A Study on an IoT-Based SCADA System for Photovoltaic Utility Plants

Abstract

Large-scale photovoltaic (PV) electricity production plants rely on reliable operation and maintenance (O&M) systems, often operated by means of supervisory control and data acquisition (SCADA) platforms aimed at limiting, as much as possible, the intrinsic volatility of this energy resource. The current trend is to develop SCADAs that achieve the finest possible control of the system components to efficiently and effectively cope with possible energy delivery problems.
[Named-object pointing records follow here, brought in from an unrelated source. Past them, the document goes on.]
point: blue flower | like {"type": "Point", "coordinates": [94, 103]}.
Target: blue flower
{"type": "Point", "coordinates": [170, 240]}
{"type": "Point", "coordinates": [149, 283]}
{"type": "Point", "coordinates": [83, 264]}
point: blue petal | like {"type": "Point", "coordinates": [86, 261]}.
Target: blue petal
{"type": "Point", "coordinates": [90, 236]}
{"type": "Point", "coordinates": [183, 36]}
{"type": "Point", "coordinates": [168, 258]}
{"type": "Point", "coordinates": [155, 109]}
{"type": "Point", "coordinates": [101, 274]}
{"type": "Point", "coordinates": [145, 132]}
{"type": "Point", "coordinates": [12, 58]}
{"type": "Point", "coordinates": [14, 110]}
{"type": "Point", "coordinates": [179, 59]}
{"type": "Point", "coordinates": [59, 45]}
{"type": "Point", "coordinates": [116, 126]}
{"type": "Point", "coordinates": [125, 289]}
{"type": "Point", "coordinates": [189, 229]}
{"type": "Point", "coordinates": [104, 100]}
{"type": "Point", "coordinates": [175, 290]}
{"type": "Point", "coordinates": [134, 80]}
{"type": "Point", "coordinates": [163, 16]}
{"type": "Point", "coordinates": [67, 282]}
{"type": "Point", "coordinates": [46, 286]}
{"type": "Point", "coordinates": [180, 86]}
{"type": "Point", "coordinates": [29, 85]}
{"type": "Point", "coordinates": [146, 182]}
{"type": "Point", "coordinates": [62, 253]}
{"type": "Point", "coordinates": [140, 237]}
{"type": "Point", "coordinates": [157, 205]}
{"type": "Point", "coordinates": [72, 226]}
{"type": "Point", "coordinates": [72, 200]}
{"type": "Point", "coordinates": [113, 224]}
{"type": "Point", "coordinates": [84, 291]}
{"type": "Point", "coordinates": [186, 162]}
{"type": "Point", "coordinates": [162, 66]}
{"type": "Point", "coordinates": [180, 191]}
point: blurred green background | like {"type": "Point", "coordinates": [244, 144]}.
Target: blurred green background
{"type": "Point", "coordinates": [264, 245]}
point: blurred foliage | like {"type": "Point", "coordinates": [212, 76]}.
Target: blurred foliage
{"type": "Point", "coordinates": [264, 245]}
In this study, we investigated an innovative design of an IoT-based SCADA specifically tailored for large PV systems in which data transmission overheads are reduced by adopting lightweight protocols, and reliable data storage is achieved by means of hybrid solutions that allow the storage of historical data, enabling accurate performance analysis and predictive maintenance protocols. The proposed solution relies on an architecture where independent functional microservices handle specific tasks, ensuring scalability and fault tolerance. The technical approaches for IoT-SCADA connectivity are herein described in detail, comparing different possible technical choices. The proposed IoT-based SCADA is based on edge computing for latency reduction and to enhance real-time decision making, enabling scalability, and centralized management while leveraging cloud services. The resulting hybrid solutions that combine edge and cloud resources offer a balance between responsiveness and scalability. Finally, in the study, a blockchain solution was taken into account to certify energy data, ensuring traceability, security, and reliability in commercial transactions.